I use now the FAME algorithm (Feldman/Shavitt) for estimating the median on the fly and try to derivate the algorithm to compute also Q1 and Q3 :
M = Q1 = Q3 = first data value
step =step_Q1 = step_Q3 = a small value
for each new data :
# update median M
if M > data:
M = M - step
elif M < data:
M = M + step
if abs(data-M) < step:
step = step /2
# estimate Q1 using M
if data < M:
if Q1 > data:
Q1 = Q1 - step_Q1
elif Q1 < data:
Q1 = Q1 + step_Q1
if abs(data - Q1) < step_Q1:
step_Q1 = step_Q1/2
# estimate Q3 using M
elif data > M:
if Q3 > data:
Q3 = Q3 - step_Q3
elif Q3 < data:
Q3 = Q3 + step_Q3
if abs(data-Q3) < step_Q3:
step_Q3 = step_Q3 /2
To resume, it simply uses median M obtained on the fly to divide the data set in two and then reuse the same algorithm for both Q1 and Q3.

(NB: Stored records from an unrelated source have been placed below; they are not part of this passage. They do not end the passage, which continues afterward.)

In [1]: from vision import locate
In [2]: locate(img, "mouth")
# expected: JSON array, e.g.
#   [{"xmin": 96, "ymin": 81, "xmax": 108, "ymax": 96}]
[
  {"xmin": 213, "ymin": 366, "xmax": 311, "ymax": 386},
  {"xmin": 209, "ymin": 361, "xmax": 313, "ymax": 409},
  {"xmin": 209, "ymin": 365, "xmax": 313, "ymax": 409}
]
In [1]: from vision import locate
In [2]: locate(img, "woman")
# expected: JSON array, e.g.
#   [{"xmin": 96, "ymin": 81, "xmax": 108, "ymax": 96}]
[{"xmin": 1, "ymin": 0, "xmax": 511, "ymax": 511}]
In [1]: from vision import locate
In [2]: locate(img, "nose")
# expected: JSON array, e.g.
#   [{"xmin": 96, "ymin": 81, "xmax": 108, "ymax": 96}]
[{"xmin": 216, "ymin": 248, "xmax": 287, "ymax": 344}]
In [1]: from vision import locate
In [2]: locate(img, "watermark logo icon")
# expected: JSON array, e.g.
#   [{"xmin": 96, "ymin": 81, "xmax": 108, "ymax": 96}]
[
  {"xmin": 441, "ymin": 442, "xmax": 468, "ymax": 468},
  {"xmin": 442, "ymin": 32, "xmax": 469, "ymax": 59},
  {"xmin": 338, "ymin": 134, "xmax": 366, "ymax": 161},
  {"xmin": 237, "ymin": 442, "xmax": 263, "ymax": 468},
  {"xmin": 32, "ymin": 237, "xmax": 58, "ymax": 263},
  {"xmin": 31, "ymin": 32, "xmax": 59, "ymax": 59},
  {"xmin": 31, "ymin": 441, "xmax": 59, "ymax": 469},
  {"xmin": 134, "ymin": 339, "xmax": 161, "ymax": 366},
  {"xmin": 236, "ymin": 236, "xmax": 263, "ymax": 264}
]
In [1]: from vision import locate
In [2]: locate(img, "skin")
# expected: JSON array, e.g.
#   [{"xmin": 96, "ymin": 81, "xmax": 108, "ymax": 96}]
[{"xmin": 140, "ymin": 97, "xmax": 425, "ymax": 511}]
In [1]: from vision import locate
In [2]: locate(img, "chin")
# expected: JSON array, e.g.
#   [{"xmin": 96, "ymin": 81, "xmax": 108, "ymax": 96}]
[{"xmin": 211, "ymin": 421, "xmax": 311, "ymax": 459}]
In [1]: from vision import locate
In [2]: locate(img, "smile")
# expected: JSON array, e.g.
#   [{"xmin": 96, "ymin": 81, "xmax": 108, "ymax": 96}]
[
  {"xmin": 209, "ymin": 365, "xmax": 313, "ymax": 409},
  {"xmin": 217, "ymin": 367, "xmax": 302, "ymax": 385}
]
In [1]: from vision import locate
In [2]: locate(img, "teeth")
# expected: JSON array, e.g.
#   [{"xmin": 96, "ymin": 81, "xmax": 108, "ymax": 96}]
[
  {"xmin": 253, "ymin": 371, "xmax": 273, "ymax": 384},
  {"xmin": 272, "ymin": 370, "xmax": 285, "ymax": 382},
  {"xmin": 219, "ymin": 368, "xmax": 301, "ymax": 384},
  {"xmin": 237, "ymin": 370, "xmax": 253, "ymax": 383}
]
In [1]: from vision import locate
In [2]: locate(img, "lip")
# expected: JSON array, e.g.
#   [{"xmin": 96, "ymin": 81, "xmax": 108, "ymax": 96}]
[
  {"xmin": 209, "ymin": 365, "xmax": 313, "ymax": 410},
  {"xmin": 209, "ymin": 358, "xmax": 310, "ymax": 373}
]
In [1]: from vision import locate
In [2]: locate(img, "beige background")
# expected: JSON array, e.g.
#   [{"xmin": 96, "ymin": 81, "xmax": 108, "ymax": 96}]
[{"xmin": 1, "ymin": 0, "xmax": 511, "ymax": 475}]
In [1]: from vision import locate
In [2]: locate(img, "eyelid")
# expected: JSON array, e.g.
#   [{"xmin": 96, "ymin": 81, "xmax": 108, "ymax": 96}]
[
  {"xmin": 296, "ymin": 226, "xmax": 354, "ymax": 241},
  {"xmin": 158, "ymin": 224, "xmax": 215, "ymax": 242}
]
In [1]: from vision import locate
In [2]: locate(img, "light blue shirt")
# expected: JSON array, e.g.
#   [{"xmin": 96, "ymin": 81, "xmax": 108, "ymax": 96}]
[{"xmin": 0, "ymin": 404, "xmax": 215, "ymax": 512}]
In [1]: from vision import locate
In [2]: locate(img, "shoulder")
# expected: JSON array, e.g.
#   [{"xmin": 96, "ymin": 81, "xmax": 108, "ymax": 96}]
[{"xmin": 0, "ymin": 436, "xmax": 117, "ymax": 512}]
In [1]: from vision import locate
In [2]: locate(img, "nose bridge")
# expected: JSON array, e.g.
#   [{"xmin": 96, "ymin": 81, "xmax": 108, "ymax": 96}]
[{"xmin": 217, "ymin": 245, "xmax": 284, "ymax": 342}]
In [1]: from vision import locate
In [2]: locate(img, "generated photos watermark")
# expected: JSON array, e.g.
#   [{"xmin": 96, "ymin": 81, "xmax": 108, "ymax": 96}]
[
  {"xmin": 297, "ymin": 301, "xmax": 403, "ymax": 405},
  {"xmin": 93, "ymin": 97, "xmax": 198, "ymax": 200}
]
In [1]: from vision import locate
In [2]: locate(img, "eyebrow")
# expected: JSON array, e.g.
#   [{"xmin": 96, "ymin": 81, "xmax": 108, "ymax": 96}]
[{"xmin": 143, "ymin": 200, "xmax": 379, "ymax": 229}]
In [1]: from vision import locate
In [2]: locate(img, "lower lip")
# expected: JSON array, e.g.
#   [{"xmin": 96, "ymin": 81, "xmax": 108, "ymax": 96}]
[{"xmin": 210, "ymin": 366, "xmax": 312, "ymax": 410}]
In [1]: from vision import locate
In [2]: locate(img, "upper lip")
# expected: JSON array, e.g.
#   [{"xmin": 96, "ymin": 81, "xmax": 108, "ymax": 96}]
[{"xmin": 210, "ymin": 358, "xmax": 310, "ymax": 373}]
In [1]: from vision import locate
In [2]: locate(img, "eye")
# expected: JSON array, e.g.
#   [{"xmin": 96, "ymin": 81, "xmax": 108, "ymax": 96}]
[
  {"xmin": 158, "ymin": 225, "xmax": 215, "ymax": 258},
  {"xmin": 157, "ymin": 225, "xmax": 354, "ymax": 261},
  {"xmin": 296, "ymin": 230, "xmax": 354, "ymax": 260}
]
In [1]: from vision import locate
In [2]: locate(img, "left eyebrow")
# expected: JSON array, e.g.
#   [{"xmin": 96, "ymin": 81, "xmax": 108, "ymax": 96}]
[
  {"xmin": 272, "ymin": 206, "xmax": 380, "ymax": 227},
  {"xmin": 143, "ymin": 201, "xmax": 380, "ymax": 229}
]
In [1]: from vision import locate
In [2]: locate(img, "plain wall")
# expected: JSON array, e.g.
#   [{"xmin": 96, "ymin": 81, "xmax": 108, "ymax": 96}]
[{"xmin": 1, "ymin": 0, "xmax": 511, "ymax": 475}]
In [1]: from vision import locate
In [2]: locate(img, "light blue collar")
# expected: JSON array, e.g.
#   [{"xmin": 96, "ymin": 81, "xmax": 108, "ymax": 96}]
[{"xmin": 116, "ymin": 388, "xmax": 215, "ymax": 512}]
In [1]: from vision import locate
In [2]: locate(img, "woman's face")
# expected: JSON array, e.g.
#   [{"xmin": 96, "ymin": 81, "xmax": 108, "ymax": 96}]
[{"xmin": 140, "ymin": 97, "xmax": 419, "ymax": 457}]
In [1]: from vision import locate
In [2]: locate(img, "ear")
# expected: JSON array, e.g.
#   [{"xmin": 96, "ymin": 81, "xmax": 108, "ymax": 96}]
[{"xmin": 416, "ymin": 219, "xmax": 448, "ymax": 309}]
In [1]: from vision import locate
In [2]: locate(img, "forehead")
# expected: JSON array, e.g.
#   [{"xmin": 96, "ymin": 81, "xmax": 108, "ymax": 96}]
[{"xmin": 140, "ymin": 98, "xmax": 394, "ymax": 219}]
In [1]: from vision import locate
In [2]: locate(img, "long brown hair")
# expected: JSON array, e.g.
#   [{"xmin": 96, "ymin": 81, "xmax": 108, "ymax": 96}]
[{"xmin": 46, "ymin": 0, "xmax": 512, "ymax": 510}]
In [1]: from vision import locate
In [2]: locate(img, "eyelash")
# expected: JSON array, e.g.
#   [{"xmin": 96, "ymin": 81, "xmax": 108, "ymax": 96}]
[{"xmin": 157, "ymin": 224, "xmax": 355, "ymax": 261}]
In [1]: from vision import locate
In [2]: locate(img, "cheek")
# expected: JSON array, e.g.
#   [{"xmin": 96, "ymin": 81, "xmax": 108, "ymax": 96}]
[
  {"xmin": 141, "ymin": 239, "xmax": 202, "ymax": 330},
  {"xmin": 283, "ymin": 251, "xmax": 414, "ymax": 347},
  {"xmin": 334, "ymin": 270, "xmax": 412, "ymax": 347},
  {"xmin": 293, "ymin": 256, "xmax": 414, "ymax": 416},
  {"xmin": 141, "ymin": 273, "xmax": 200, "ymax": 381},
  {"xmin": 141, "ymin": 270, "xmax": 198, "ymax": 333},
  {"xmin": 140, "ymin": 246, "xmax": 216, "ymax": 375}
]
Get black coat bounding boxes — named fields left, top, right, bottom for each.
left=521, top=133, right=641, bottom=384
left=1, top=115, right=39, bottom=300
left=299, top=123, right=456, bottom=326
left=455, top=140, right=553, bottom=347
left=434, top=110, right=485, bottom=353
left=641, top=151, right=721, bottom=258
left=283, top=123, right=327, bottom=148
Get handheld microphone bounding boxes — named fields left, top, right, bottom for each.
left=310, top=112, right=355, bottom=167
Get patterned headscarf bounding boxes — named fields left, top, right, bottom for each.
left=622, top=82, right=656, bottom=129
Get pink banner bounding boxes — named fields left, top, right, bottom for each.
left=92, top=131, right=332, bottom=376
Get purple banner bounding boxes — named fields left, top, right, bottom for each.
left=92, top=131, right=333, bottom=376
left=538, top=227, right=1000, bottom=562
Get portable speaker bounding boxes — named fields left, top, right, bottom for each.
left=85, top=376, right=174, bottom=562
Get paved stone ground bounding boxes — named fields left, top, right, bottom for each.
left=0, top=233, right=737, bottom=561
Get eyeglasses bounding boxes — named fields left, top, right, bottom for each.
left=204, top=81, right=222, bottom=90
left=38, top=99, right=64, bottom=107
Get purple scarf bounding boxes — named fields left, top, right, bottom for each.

This appears to work somehow but I am not able to demonstrate (I am not a mathematician) . Is it flawned ? I would appreciate any suggestion or eventual other technique fitting the problem.
Thank you very much for your Help !
==== EDIT =====
For those who are interested by such questions, after a few weeks, I finally ended by simply using Reservoir Sampling with a revervoir of 100 values and it gave very satistfying results (to me).